Lunch would be one of those meal replacement shakes or couscous, followed by a session at the gym, more work followed by my jaunt home. Prior to getting back to the house I would collect my children from an after-school club and scold and chide their slow walking pace home simply because I was absolutely ravenous— desperate even, for some food. On some days, I would leave the children stumbling in my wake to dash across the threshold and dive into the cupboard to cram some toast, cheese or both down my throat.

“I should be as skinny as a rake!” I would tell my glum faced reflection. He would nod in agreement, patches of wobbly fat shaking slightly as he did so.

“Calories in – calories out,” they told me, so I bought smaller plates and began restricting calories to starvation levels. My wife joined me in solidarity and together we punished ourselves for 30 long days with tiny bowls of risotto, meagre portions of pasta and more high sugar, low calorie milkshakes (skimmed milk of course!).
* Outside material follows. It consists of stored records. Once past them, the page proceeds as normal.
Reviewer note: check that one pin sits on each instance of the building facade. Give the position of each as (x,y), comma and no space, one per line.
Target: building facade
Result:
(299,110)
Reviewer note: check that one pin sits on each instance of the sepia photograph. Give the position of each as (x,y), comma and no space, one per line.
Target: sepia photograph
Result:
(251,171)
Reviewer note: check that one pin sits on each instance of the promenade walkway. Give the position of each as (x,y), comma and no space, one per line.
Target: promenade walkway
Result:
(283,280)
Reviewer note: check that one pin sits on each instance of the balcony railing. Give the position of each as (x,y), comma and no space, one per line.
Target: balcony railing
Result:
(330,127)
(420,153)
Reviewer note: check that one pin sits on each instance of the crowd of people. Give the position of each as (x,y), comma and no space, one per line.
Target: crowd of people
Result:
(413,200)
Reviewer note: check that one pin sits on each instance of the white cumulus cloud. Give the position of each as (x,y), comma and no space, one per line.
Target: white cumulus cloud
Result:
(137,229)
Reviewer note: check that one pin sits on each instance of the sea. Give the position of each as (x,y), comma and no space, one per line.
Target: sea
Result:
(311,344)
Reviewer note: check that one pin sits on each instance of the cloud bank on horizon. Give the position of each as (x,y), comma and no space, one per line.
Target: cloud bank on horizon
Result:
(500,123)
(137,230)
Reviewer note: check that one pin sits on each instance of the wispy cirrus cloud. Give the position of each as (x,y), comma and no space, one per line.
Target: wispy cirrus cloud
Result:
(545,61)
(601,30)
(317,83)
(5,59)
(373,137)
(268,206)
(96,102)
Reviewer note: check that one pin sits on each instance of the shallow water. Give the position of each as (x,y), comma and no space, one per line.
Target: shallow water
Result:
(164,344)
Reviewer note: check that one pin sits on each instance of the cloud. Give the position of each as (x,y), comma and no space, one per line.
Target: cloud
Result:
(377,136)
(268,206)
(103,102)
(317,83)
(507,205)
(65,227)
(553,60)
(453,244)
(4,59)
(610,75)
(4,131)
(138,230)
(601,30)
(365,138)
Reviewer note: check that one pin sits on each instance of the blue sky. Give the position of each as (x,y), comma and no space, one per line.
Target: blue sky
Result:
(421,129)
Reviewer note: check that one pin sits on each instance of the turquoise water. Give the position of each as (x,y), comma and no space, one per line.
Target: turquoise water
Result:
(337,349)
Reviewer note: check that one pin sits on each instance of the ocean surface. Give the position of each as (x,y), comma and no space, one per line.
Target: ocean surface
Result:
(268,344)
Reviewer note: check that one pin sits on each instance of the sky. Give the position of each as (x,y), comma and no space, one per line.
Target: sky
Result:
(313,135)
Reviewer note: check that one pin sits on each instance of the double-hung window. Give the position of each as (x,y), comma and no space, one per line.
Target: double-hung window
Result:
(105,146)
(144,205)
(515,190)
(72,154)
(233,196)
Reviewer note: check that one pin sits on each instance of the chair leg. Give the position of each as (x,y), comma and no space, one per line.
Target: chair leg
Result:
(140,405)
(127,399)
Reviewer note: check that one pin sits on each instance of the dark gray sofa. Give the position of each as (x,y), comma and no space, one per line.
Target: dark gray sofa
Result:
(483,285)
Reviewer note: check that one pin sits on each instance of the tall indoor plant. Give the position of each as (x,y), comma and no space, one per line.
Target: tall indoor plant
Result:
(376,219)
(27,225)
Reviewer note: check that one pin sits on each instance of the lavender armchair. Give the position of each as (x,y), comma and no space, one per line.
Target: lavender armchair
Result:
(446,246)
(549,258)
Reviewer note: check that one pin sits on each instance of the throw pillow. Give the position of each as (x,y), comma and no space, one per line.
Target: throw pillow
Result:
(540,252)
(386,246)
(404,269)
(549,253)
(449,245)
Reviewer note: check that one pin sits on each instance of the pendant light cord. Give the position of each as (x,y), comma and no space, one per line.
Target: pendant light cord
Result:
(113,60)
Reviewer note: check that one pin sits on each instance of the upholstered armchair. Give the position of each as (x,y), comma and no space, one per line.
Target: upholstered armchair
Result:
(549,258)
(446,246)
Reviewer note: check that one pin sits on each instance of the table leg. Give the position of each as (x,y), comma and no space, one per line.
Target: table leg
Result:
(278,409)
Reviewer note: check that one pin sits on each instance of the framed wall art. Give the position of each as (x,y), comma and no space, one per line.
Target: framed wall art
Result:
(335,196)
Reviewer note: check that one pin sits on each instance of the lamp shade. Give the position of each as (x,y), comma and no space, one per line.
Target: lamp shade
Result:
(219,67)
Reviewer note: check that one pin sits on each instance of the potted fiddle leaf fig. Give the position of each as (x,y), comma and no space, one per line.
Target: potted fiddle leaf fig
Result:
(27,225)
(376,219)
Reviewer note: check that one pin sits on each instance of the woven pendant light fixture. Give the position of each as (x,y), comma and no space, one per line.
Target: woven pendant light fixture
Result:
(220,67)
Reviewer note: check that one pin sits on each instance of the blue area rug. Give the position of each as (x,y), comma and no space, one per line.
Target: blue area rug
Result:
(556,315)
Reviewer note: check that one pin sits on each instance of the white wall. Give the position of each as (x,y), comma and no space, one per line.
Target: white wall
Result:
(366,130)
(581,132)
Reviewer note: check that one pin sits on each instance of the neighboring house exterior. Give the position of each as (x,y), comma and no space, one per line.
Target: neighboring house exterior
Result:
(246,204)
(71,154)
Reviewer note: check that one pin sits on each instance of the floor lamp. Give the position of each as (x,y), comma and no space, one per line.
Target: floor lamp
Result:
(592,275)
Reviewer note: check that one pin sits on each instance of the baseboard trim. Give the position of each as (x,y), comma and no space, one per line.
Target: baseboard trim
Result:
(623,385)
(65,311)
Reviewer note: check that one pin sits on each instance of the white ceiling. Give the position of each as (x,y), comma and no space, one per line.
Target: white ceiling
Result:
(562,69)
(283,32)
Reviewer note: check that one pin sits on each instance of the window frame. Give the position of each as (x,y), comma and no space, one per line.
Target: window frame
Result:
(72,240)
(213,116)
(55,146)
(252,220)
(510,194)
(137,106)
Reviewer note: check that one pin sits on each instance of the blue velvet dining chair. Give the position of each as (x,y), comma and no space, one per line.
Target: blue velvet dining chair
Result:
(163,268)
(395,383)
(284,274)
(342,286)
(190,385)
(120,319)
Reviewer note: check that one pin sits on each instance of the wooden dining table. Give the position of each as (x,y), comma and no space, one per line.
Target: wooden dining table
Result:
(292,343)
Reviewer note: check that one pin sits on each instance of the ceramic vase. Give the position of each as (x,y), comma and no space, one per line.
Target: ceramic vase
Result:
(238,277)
We gave up in unison, neither of us having lost any weight.

“No Pain, No Gain” they told me, so I upped my exercise. Mind you, I had always been fairly fit; cycling and running were my main forms of fat-fighting, with annual half marathons being my motivation (“You need to have something to aim for”). But my knees were starting to hurt. In the car or cinema I would often have to contort my body in some weird way so that I could stretch out my legs, thereby staving off the dull pain that would creep in after about 20 minutes of sitting. I purchased a popular DVD workout series, the name of which rhymes with Banality, though it was anything but! I loved the smug feeling I got when I told friends and family of my nightly sweaty exploits on the kitchen floor (the workout DVD, ladies and gentleman!) and I loved the endorphin buzz and the feeling that this was it…I would finally blast away those fatty deposits in the burning furnace of my exercise regime.

I lost a single, solitary pound in that sweat drenched, grueling, exhausting 60 days. I couldn’t even purchase the “I didn’t it” tee-shirt because I wasn’t a U.S. citizen!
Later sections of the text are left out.